2010年にイラン・ナタンツにある核燃料施設がサイバー攻撃を受けたことが明らかになり、その後、アメリカとイスラエルの情報機関がサイバー攻撃を主導したことも判明しました。しかし、実際にウラン濃縮に使われる遠心分離機がどのようにマルウェアに感染したのかはこれまで謎だったところ、新たに情報筋から「オランダのスパイ」が施設に潜入していたという詳細が明かされました。

Revealed: How a secret Dutch mole aided the U.S.-Israeli Stuxnet cyberattack on Iran
https://news.yahoo.com/revealed-how-a-secret-dutch-mole-aided-the-us-israeli-stuxnet-cyber-attack-on-iran-160026018.html

2010年6月に発見されたコンピューターワーム「スタックスネット」は産業用制御システムに感染させることが可能であり、アメリカとイスラエルが協力してイランの核施設を標的とする攻撃で使ったことが明らかになっています。

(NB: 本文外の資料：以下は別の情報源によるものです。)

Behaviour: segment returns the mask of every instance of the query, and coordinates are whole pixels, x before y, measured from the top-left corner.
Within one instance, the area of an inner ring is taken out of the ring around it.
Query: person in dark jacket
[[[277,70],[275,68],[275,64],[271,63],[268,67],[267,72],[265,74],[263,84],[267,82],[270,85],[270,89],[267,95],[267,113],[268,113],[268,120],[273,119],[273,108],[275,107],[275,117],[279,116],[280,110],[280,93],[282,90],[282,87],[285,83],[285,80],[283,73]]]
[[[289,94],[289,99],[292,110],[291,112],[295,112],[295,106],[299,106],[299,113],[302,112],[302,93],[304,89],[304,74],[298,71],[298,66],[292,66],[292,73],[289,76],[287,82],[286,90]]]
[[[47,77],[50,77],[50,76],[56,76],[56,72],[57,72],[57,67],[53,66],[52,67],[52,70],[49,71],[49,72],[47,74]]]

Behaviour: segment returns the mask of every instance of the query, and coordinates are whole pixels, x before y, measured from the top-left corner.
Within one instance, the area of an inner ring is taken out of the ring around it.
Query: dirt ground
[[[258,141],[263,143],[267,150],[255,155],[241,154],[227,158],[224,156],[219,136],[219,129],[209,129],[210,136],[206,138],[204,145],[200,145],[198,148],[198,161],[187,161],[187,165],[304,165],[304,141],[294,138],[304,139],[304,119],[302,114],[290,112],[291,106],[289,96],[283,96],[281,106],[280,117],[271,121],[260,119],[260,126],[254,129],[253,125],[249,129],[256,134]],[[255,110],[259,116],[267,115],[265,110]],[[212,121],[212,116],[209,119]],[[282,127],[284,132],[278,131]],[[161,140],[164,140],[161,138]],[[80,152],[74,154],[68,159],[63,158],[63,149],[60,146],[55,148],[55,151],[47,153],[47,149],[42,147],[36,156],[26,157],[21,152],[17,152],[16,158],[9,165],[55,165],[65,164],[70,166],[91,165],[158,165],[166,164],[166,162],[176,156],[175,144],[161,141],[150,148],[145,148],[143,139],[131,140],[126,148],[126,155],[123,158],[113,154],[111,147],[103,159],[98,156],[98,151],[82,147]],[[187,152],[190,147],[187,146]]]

アメリカによる対イラン用の電子戦計画「ニトロ・ゼウス(NITRO ZEUS)」の存在が明らかに - GIGAZINE


スタックスネットの存在は、感染範囲がイラン国外に拡大したことから、ベラルーシのアンチウイルスソフトメーカー・VirusBlokAdaが発見しました。このサイバー攻撃の詳細は2012年にニューヨーク・タイムズが報じ、翌2013年には、ドイツのニュース週刊誌・シュピーゲルの取材を受けた元NSA職員のエドワード・スノーデン氏が事実として認めています。一方で、アメリカとイスラエルがどのようにして高度に保護されたイランのコンピューターシステムにマルウェアを感染させたのかは、謎のままでした。

Yahoo Newsの情報筋によると、この作戦にはオランダの情報機関「AIVD」に雇われたスパイが関わっていたとのこと。アメリカとイスラエルから依頼を受けたAIVDはイラン人のエンジニアを雇い、イスラエル・ナタンツにある核施設を標的にするためのコードといった重要なデータを提供させました。また、スパイであるこのエンジニアはUSBドライブを使ってスタックスネットをシステムに感染させるための内部アクセス情報も提供したとされています。

by Jefferson Santos

AVIDがCIAとイスラエル諜報特務庁(Mossad)から依頼を受けたのは2004年のことですが、スパイが標的にスタックスネットを感染させるまでには3年の月日を要しました。それまでの期間、スパイは工員としてダミー会社で働いていたそうです。

行政・発電所・送電網など、イランの重要なインフラの活動を妨害するための大規模サイバー攻撃計画「ニトロ・ゼウス」は、オペレーション実行時には「オリンピック大会(Olympic Games)」と呼ばれていました。情報筋によると計画の中心はNSA、CIA、Mossad、イスラエル国防省、8200部隊でしたが、オランダやドイツ、フランス、イギリスの情報機関の援助も受けていたことから、コード名が「オリンピック大会」となったとみられています。ドイツはドイツ企業Siemensによって作られた遠心分離機の産業用制御システムの仕様や知識を提供し、フランスも同様の形で情報提供を行ったといわれています。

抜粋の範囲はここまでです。